M.J. Rosenberg, a critic of Israeli policies from the left, said he tends to hold his fire when it comes to Berkley because she is unafraid to break with her allies among pro-Israel hawks.

“She speaks out against anti-Muslim or anti-Arab bigotry,” Rosenberg said. “She is a strong backer of working people, unions and minorities. I totally disagree with her position on the occupation, but she is a liberal and she is certainly not a hater.”

Berkley has outraised Heller this cycle $6.2 million to $5.8 million, and her campaign and donors show no signs of flagging.

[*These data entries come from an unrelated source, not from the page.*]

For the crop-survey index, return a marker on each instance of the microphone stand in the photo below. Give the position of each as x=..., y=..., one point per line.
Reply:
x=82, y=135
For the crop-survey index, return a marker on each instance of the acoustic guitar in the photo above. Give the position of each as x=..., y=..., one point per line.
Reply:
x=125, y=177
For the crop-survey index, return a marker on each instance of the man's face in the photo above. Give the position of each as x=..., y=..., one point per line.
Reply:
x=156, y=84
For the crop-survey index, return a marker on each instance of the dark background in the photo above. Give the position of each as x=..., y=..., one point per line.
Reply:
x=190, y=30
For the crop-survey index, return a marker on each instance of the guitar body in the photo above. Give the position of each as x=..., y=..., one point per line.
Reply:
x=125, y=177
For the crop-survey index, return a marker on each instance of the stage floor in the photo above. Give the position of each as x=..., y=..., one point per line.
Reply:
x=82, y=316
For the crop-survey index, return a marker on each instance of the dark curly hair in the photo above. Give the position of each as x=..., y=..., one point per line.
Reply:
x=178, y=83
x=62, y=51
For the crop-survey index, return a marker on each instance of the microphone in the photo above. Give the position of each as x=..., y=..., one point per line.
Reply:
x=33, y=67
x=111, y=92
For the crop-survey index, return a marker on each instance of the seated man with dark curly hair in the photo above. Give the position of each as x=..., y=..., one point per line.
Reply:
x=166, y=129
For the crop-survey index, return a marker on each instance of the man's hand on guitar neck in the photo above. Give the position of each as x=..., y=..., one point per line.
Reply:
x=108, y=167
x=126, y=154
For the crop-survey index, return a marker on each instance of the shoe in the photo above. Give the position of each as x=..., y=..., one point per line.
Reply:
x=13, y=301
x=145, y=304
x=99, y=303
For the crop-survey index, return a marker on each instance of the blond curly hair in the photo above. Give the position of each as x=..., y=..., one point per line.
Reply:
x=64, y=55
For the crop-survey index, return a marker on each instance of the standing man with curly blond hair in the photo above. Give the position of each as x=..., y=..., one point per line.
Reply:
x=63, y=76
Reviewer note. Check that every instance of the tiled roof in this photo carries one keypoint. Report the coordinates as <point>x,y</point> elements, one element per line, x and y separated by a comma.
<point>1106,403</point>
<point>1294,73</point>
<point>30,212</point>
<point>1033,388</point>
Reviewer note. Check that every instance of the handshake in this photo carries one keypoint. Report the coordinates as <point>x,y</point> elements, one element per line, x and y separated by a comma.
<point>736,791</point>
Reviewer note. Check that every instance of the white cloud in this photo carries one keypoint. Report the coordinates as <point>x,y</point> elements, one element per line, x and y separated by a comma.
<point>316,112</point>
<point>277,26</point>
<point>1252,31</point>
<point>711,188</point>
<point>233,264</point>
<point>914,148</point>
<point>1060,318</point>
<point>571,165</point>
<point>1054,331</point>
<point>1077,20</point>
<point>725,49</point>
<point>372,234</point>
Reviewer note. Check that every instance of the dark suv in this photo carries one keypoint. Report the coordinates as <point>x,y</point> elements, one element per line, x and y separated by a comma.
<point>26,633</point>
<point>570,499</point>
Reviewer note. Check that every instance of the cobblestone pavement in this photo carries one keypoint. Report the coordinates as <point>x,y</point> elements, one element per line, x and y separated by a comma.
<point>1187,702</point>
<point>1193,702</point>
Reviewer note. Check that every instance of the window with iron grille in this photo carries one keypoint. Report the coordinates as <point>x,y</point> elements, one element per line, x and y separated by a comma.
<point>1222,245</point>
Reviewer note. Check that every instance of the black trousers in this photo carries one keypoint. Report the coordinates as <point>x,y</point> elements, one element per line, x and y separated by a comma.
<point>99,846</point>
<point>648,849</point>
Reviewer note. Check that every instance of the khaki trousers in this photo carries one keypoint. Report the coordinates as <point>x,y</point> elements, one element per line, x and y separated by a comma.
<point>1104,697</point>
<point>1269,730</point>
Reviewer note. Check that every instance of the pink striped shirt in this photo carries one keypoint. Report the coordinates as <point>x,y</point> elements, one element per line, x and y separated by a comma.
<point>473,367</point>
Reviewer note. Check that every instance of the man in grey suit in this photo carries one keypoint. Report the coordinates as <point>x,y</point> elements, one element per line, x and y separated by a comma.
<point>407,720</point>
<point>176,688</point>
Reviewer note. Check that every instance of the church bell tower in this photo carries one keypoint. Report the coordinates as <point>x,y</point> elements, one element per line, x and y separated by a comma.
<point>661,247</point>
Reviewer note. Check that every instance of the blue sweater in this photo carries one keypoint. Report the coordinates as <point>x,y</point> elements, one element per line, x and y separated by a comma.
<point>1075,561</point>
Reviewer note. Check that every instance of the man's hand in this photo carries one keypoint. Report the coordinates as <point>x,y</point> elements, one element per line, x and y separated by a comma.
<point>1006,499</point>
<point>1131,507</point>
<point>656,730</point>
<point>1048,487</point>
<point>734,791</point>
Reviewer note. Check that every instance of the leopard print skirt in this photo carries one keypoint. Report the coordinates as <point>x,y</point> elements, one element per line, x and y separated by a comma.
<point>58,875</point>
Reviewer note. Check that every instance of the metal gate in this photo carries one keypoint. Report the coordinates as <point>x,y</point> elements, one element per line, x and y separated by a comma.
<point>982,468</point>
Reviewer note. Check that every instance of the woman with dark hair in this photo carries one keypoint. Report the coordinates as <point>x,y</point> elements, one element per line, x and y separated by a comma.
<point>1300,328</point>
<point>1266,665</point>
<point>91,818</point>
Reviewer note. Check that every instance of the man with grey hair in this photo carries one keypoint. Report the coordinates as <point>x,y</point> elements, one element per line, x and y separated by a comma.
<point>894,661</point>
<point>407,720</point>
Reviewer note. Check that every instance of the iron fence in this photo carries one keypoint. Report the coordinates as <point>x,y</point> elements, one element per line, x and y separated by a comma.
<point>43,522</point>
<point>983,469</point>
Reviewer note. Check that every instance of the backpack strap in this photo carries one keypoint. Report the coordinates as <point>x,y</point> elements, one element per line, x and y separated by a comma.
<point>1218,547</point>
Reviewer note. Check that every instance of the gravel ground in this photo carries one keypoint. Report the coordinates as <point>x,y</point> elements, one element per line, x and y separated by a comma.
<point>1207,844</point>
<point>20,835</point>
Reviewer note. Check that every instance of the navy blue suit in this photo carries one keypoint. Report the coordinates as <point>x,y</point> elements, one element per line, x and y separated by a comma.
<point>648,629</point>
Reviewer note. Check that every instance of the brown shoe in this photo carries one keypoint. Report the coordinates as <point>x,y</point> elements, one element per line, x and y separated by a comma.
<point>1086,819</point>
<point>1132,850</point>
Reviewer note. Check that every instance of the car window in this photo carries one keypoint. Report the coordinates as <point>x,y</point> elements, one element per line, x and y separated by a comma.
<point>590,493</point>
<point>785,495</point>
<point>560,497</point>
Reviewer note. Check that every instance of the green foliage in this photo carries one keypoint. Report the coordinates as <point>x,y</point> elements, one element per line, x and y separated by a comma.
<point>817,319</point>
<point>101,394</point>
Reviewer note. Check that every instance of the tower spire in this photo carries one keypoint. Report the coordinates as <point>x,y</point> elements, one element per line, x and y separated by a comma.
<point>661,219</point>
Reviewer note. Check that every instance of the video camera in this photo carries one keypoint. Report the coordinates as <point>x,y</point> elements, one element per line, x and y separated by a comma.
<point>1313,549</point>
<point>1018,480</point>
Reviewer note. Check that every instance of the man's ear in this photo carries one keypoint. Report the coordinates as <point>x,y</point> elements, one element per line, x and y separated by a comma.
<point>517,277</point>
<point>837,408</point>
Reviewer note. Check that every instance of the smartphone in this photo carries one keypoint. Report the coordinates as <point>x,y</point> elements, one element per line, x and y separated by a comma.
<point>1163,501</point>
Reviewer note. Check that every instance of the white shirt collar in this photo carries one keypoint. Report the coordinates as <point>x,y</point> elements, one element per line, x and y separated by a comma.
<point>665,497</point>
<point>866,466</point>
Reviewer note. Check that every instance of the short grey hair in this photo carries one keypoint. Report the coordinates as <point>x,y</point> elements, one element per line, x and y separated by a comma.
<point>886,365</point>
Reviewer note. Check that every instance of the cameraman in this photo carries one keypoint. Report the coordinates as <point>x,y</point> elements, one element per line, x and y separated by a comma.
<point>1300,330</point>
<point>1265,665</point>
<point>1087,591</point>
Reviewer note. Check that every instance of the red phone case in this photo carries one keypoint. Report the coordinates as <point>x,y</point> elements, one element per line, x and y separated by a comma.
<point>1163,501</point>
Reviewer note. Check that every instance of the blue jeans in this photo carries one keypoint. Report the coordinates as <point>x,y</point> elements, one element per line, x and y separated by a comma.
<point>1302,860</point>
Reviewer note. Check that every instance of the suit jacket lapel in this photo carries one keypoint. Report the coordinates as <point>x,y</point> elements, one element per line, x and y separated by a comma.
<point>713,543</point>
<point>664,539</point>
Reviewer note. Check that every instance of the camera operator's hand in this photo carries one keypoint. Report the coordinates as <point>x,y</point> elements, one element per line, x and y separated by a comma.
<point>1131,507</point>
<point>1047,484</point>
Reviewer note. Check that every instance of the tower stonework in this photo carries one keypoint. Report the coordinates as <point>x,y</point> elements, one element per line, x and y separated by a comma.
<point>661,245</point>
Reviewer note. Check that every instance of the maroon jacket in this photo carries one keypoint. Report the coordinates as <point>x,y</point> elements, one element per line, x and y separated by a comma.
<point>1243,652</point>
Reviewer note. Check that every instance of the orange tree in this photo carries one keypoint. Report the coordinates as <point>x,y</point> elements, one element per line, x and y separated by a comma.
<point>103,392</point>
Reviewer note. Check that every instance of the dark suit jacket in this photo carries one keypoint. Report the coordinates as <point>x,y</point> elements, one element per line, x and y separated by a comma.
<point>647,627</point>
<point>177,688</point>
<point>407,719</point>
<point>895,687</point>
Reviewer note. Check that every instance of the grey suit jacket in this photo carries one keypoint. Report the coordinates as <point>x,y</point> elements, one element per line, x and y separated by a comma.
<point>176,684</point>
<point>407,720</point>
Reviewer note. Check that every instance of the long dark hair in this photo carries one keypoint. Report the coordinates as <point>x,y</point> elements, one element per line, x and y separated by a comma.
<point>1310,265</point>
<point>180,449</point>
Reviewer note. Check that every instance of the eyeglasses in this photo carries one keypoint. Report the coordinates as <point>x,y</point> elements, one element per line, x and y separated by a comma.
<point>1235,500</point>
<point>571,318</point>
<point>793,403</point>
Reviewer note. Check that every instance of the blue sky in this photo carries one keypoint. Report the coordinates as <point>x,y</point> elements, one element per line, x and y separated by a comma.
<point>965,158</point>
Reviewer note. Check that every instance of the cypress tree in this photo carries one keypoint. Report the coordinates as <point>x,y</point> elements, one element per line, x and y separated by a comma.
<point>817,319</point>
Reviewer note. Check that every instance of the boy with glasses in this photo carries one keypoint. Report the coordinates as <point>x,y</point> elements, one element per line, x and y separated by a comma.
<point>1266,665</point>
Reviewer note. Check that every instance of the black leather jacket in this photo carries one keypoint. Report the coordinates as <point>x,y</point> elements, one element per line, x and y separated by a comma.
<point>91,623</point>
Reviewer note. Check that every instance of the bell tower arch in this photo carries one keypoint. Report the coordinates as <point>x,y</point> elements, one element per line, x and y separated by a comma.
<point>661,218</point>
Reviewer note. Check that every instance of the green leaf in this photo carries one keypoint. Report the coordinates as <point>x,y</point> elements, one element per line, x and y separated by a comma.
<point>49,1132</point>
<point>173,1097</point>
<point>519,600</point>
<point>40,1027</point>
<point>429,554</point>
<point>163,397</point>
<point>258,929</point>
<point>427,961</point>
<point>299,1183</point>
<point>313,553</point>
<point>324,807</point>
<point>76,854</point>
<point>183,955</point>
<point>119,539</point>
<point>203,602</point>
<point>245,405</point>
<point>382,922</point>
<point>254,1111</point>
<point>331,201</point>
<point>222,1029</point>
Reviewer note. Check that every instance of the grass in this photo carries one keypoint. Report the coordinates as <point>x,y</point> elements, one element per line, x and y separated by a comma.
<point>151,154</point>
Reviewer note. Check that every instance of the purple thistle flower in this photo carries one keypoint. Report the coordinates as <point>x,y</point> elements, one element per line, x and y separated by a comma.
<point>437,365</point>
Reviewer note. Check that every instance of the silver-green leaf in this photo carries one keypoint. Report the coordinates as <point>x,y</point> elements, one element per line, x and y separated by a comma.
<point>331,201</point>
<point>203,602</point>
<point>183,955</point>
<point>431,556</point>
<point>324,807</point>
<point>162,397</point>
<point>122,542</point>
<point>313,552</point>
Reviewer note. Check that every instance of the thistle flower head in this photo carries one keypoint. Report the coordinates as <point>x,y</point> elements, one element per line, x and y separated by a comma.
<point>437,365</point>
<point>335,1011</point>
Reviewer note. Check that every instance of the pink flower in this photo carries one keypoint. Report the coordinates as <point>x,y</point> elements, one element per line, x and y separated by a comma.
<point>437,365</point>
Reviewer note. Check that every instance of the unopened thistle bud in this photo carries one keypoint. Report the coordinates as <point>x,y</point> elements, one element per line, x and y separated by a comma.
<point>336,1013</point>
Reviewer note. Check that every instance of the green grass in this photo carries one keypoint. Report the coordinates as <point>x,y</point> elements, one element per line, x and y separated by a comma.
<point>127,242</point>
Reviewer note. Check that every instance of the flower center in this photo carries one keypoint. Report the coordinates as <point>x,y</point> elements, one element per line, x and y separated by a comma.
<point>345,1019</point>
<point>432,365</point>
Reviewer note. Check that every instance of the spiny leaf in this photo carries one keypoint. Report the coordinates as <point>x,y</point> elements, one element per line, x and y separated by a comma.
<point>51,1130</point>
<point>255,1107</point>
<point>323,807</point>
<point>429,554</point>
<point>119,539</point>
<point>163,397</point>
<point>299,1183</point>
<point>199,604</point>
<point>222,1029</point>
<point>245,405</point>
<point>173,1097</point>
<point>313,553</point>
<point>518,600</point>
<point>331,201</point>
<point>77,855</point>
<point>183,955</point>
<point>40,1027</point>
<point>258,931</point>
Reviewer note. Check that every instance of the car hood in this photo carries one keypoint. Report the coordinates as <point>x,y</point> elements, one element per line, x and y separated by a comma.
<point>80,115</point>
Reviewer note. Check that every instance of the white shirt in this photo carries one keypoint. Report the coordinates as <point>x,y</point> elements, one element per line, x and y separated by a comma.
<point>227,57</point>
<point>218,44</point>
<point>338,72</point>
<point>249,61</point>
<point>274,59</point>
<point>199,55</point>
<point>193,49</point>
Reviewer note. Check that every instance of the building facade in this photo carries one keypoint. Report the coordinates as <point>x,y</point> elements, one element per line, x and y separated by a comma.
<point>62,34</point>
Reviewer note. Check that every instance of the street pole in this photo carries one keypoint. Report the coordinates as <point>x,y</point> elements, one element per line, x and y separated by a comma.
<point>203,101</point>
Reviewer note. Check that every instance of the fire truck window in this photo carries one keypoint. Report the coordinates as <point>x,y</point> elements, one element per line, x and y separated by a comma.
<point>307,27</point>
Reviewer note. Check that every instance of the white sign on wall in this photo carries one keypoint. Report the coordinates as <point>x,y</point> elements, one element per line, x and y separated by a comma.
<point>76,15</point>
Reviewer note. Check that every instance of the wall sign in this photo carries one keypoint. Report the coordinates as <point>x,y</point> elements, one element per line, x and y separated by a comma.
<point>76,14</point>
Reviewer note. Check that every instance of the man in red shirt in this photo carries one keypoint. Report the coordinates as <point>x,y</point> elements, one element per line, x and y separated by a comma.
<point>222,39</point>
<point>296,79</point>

Nevada is seen a swing state and critical to maintaining Democratic control of the Senate.

Talking Points Memo, the liberal news site, last week reported that the Democratic Senatorial Campaign Committee pressed ahead with plans to reserve $2.3 million in TV ad spending for Berkley even after the announcement of the ethics inquiry.

Still, the House probe could hurt Berkley, who is well known in and around Las Vegas but had planned on using the coming months to introduce herself statewide.

“She is from a very small urban district, and not well known outside, said Jon Ralston, a Las Vegas Sun reporter and the doyen of the state’s political reporters. “This is not a good way for her to be introduced to the voters of Reno. It’s going to damage her; it’s a question of how much.”